The rise in the indicator for cost of living was the highest since 7.17 percent in February 2020. This will pile pressure on businesses, which are battling depressed sales, while a considerable chunk of private sector workers has been slapped with pay cuts as their counterparts in the public sector workers face a pay raise freeze for two years.
Households and businesses consuming 200 kilowatt-hours (kWh) spent Sh187.73, or 3.95 percent, more to Sh4,940.05 in June compared with May, while those using 50 units of power paid Sh46.93 or 5.61 percent, more.
The higher power bills came at a time fuel surcharge, based on the share of fuel-powered generators in the electricity mix, increased from Sh2.92 kWh, or unit, in May to Sh3.63 in June — the highest level since May 2019.
KNBS data further shows petrol prices went up by Sh0.77 per litre to a record Sh127.98 in June compared with May, with motorists now paying Sh37.64 more than Sh90.34 they spent on a litre a year ago.

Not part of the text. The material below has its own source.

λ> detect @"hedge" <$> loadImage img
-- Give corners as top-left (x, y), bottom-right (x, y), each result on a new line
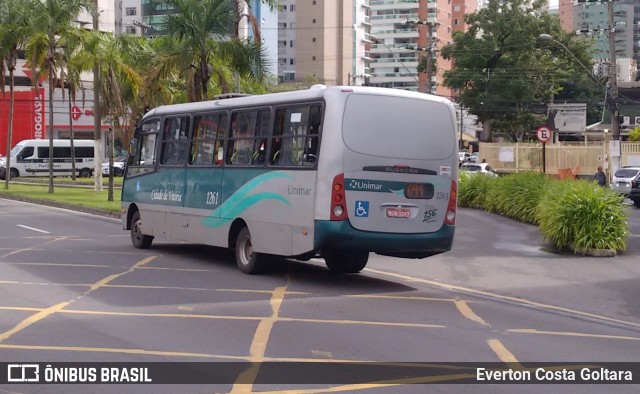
top-left (457, 172), bottom-right (629, 254)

The pain was felt in the cost of transportation which edged up 0.28 percent month-on-month despite the Treasury spending Sh1.43 billion to compensate oil marketers for keeping diesel and kerosene prices stable.
The food and non-alcoholic drinks index, which account for a 32.91percent weight in the basket, increased 0.35 percent between May and June.
“The increase in Food Index was mainly attributed to increases in prices of some food items, which outweighed the decrease in prices of other foodstuffs,” said NBS managing director Macdonald Obudho said in a statement.